Jessica entrò sul set, mi domandai cosa ci facesse lì, non era assolutamente il suo turno di riprese quel giorno. Sembrò cercarmi con lo sguardo per qualche minuto, e sembrò proprio che io preferissi nascondermi dietro alle quinte. La sentii chiedere in giro e pronunciare il mio nome, ed ogni volta che sentivo “Sara” pronunciato da lei, avrei voluto uscire dalla tana e andarle incontro. Lo diceva troppo bene, non correttamente fino all'ultimo accento, ma troppo bene. Avevo un presentimento, una certezza non sicura sul motivo per cui mi cercasse. Evitando sia il suo sguardo che quello di ogni persona potenziale spia mi chiusi in camerino. Un senso di sollievo mi pervase, lì avrebbero dovuto bussare per entrare e io avrei potuto far finta di non esistere. Ma come mi era facile dimenticarlo, Jessica non bussa mai per entrare oltre i tuoi confini, lei è impulsiva e lo fa, punto.

“Sara so che sei lì dentro, ti conviene aprirmi e farmi entrare perché tra meno di mezz'ora devi comunque andare in scena”

“non sono in camerino”

“già e io non sto per prendere a pugni la porta rovinando le mie fantastiche...”

“mani” aprii la porta e la scoprii con il pugno alzato, pugno che non ebbe il tempo di abbassare, perché finì ad essere parte integrale dell'abbraccio che le stavo dando. La sua mano chiusa in segno di lotta rimase appoggiata tra il mio petto e il suo, rimase schiacciata dai nostri corpi e malgrado questo, testarda come lei si dischiuse in gran segreto, fu una carezza illegittima. Anche questo abbraccio, questo buttarsi immediatamente dentro l'altra, era uno dei gesti impulsivi più belli che potessimo compiere. Entrò senza che ovviamente le chiesi di farlo.

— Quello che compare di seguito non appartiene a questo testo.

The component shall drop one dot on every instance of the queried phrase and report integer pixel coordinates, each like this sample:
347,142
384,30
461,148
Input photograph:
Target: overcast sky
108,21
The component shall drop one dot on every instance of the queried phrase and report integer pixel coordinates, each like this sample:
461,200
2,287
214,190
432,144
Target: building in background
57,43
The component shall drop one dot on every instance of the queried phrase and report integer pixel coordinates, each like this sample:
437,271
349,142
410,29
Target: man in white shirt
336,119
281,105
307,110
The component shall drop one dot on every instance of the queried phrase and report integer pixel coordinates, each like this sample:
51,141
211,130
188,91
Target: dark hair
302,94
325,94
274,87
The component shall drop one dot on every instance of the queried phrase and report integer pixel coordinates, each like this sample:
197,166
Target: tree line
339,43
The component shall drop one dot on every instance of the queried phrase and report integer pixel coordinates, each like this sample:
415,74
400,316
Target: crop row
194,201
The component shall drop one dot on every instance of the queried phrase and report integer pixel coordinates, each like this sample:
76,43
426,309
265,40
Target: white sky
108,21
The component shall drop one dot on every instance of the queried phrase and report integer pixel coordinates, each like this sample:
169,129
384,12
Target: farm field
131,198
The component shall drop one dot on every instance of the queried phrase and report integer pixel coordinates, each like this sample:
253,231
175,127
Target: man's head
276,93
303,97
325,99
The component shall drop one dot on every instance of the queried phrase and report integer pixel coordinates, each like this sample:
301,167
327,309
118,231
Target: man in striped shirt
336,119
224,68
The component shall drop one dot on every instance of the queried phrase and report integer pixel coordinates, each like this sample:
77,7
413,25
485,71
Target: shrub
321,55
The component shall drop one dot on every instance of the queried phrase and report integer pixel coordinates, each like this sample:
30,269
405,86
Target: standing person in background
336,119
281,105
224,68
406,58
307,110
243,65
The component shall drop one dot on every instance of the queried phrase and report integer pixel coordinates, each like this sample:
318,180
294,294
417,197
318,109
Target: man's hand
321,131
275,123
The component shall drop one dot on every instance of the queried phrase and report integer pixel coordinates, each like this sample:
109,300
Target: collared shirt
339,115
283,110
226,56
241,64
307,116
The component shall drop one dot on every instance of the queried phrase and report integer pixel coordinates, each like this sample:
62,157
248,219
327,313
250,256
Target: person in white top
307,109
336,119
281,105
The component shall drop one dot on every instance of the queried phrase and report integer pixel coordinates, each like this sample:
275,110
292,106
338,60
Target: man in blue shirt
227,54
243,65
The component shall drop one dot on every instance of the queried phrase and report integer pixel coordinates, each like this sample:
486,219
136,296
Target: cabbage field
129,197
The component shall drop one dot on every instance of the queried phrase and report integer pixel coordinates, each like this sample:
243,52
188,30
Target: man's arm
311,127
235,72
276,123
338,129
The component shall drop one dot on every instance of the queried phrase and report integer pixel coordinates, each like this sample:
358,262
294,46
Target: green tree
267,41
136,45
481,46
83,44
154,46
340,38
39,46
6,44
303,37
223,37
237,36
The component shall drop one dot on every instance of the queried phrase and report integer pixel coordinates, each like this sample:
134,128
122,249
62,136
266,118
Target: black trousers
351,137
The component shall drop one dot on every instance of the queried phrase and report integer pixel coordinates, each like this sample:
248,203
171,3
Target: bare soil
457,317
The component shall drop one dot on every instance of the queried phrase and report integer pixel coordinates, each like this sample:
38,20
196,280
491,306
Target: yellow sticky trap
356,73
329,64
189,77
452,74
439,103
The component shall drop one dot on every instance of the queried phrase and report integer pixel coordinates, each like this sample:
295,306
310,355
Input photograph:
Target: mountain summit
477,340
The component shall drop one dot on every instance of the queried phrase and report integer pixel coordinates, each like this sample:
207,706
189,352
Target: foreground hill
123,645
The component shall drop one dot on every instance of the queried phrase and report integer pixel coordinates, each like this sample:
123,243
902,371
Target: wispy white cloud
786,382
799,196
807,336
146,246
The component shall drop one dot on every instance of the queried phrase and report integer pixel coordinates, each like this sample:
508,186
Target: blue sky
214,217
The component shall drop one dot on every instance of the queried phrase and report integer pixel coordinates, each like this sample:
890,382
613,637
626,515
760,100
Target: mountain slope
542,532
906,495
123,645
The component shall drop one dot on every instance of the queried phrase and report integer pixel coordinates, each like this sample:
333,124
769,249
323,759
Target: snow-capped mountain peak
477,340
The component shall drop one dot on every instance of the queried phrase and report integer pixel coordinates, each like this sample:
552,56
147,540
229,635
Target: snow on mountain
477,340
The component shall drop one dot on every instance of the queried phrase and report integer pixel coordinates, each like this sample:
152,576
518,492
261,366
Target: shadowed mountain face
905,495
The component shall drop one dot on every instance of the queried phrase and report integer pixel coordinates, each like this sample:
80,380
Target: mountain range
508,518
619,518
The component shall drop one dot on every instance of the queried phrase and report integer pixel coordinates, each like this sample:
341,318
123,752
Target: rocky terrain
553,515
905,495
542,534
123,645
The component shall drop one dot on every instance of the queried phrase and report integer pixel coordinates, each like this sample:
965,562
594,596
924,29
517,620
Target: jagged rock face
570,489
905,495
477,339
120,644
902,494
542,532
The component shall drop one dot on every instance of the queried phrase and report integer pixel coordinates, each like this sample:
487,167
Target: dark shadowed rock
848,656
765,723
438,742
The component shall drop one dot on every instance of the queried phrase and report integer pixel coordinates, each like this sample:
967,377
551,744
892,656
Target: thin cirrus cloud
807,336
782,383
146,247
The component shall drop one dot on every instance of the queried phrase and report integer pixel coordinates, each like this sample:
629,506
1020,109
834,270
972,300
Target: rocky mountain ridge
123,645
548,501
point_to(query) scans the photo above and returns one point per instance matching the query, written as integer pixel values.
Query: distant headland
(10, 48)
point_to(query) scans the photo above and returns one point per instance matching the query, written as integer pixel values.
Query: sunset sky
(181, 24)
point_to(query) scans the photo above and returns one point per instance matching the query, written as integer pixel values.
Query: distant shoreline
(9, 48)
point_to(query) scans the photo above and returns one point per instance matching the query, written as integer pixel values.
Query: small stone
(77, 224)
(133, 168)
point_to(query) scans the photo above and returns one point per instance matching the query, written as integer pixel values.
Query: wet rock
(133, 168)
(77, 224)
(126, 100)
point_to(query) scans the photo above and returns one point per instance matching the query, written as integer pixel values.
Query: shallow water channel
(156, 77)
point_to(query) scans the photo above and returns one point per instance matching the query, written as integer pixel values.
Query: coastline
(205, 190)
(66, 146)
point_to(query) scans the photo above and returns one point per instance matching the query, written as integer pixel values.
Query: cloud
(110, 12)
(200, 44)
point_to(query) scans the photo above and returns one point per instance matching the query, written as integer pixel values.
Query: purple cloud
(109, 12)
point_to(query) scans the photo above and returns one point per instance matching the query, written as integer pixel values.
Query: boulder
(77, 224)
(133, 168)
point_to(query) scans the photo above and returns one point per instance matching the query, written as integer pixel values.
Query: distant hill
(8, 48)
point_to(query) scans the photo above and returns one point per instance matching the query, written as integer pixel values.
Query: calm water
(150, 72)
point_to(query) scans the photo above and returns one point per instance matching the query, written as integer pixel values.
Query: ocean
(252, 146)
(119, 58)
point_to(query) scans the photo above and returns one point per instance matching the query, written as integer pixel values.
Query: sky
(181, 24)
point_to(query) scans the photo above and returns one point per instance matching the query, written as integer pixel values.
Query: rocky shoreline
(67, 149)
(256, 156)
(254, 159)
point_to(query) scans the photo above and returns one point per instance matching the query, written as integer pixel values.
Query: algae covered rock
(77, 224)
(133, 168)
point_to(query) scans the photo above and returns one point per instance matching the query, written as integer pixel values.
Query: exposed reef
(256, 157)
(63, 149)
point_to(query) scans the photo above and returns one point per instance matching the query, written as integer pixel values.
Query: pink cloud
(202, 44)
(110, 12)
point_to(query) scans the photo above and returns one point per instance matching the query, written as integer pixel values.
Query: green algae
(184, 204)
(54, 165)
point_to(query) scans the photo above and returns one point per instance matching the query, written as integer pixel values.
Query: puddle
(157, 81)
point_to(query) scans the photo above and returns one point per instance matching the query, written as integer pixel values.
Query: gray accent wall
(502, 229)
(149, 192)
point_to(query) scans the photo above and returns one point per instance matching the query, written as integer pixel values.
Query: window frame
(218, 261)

“non lavori oggi, cosa ci fai qui?”

“sono venuta per te, ti avevo detto che saresti stata la prima. Ok non sei la prima, ho provato a fare la dolce amica del cuore ma ho dovuto dirlo in famiglia prima”

mi tremavano i polmoni, io, cantante, non stavo avendo il minimo controllo dei miei polmoni. Avrei voluto cantare di gioia e piangere...piangere quasi di dolore, un dolore che non doveva appartenermi, che non dovevo pronunciare o sentire.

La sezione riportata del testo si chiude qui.